June 19th, 2010 · No Comments

On Your Marx: Neoliberalism on the rocks

We have lamented many times here the failure of Marxists to be ready for their moment. And the renewed interest in Marx can’t go anywhere because the brilliant original critique of capitalist economy is not really backed up by a viable theory any more. The same old tired junk from the labor theory of value to the sacred canons of historical materialism, always a bad theory of history, enter consciousness to block advance and leave everyone chained to bygone episodes. To say nothing of the legacy of Leninism.
This situation is a pity, because the implosion of Neoliberalism rightly leads to an interest in the Marxist tradition, but that tradition is too confused to be of real use. Part of the problem is that Marx was (also) one of the world’s clever propagandists, the vice of those he critiqued, making his theories, which were ispirations to action, seem like science. That was a one shot deal, and with the passing of the Leninist interval that mystification won’t work any more.

All you can do is start over, demote Marx and Engels to the Socialist tradition of the 1840’s that they took up, ripped off, and appropriated, and then create a new tradition after the old.
Not all that simple. We have outlined five ways to that here before breakfast, to no avail. People are addicted to the Marx/Engels brand, and starting chasing their tails in the clever construction divorced from its historical moment.

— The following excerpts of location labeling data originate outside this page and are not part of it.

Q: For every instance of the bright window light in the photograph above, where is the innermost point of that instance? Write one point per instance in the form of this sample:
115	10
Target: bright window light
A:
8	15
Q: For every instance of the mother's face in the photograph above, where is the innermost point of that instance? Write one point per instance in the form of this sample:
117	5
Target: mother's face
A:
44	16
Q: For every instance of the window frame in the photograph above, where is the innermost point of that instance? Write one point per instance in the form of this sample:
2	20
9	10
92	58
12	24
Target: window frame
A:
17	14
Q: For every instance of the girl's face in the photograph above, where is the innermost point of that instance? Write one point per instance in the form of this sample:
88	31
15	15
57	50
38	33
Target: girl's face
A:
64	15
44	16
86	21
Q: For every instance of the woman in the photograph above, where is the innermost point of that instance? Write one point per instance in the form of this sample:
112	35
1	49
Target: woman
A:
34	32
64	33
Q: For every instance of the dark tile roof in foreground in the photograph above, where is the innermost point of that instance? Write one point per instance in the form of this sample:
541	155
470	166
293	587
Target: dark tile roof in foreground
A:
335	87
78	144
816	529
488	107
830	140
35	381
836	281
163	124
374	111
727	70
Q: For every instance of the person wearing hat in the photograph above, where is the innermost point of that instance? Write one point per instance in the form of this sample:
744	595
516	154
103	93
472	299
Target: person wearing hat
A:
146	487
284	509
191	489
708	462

One thing that might help is to overcome Lenin’s absolute hatred of liberalism, and rewrite socialism as a child of liberalism, one that clearly distinguishes social function from economic function. That’s all that is needed by way of theory. The botched idiocy of neo-classical economics and Marx’s effort to prove his smarts by imitating it (or its antecedent) or working with its concepts backfired. The clever propaganda crowd took up calculus and doubled down with marginal economics. From that point onward Marxists were outplayed. An unnecessary outcome. Marxism was, or should have been, about a liberalism that attempted to transcend the Frankenstein realization of liberalism (in a Kantian sense) called liberal capitalism.

I recommend a study of the eonic effect, and its commentary on the modern transition. It shows a much nimbler approach to historical theory than the clumsy historical materialism which ended up a form of mental block in Marx’s mind, as he struggled to complete Das Kapital, finally putting the whole mess in a box and shipping off to Engels.